The Beijing First Intermediate Court has allowed a former trader’s lawsuit against the Chinese securities regulator to go ahead. Last week, former Everbright Securities employee Yang Jianbo filed a case against the Chinese Securities Regulatory Commission, which had banned him from trading for life, after finding him guilty of insider dealing. Yang was one of four traders at Everbright who were punished for selling shares after realising that Everbright had bought US$3.9 billion worth of stock accidentally. Yang contests that there was no intention to commit insider dealing and that the authority gave him permission to continue trading after he notified them of the error.

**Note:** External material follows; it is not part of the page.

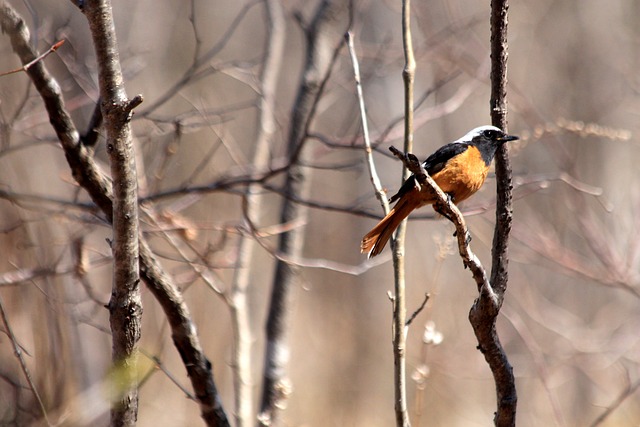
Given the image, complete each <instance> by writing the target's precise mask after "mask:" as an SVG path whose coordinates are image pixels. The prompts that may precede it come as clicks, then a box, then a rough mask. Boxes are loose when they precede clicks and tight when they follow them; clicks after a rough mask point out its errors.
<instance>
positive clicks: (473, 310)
mask: <svg viewBox="0 0 640 427" xmlns="http://www.w3.org/2000/svg"><path fill="white" fill-rule="evenodd" d="M507 10H508V4H507V0H492V1H491V101H490V105H491V120H492V123H493V124H494V125H495V126H498V127H500V128H501V129H503V130H504V131H506V130H507V101H506V86H507ZM495 159H496V160H495V162H496V180H497V203H496V228H495V232H494V237H493V248H492V269H491V280H490V282H489V283H490V284H489V283H487V284H485V285H483V286H482V287H481V288H480V296H479V297H478V298H477V299H476V301H475V302H474V304H473V306H472V307H471V311H470V312H469V320H470V322H471V325H472V326H473V330H474V332H475V334H476V337H477V339H478V349H479V350H480V351H481V352H482V354H483V355H484V357H485V360H486V361H487V363H488V365H489V368H490V369H491V372H492V374H493V377H494V381H495V385H496V399H497V410H496V413H495V417H494V423H495V425H496V426H514V425H515V419H516V407H517V401H518V399H517V394H516V387H515V378H514V376H513V368H512V367H511V364H510V363H509V360H508V359H507V355H506V353H505V351H504V349H503V347H502V344H501V343H500V339H499V337H498V333H497V331H496V318H497V316H498V313H499V311H500V307H501V306H502V302H503V300H504V293H505V291H506V289H507V282H508V270H507V267H508V261H509V258H508V252H507V249H508V242H509V233H510V230H511V222H512V205H511V200H512V194H511V190H512V183H511V167H510V164H509V157H508V151H507V146H506V144H504V145H502V146H501V147H500V148H499V149H498V151H497V153H496V156H495Z"/></svg>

Contractor pleads guilty to US army bribes

The US Federal Bureau of Investigation reports that an independent contractor for a trucking company delivering fuel to the US army in Afghanistan has admitted to his role in offering bribes to an army serviceman to cover up missed fuel deliveries. After pleading guilty on 14 February, the contractor could face a maximum of 15 years behind bars and a US$250,000 fine.

German/Swiss tax proposal abandoned

Germany and Switzerland have abandoned talks about introducing a tax agreement between the two countries, according to reports. The German and Swiss governments had been discussing the possibility of introducing a tax accord that would help prevent German citizens from hiding money from German tax authorities. The agreement would have allowed German authorities to claim back tax owed to them from money held in Swiss bank accounts, while at the same time maintaining anonymity for the account holders. It would have been similar to the tax agreement that exists between the UK and Switzerland.

Belgium probes tax evasion claim

Belgium’s Special Tax Inspectorate is investigating alleged tax evasion by energy company GDF Suez. According to a confidential report by the country’s energy authority, the Commission for the Regulation of Electricity and Gas, GDF Suez is said to have overcharged its local unit by €500 million, thereby cutting the local company’s profits and its tax bill, reports national business daily De Tijd/L’Echo. GDF Suez has rejected the accusation.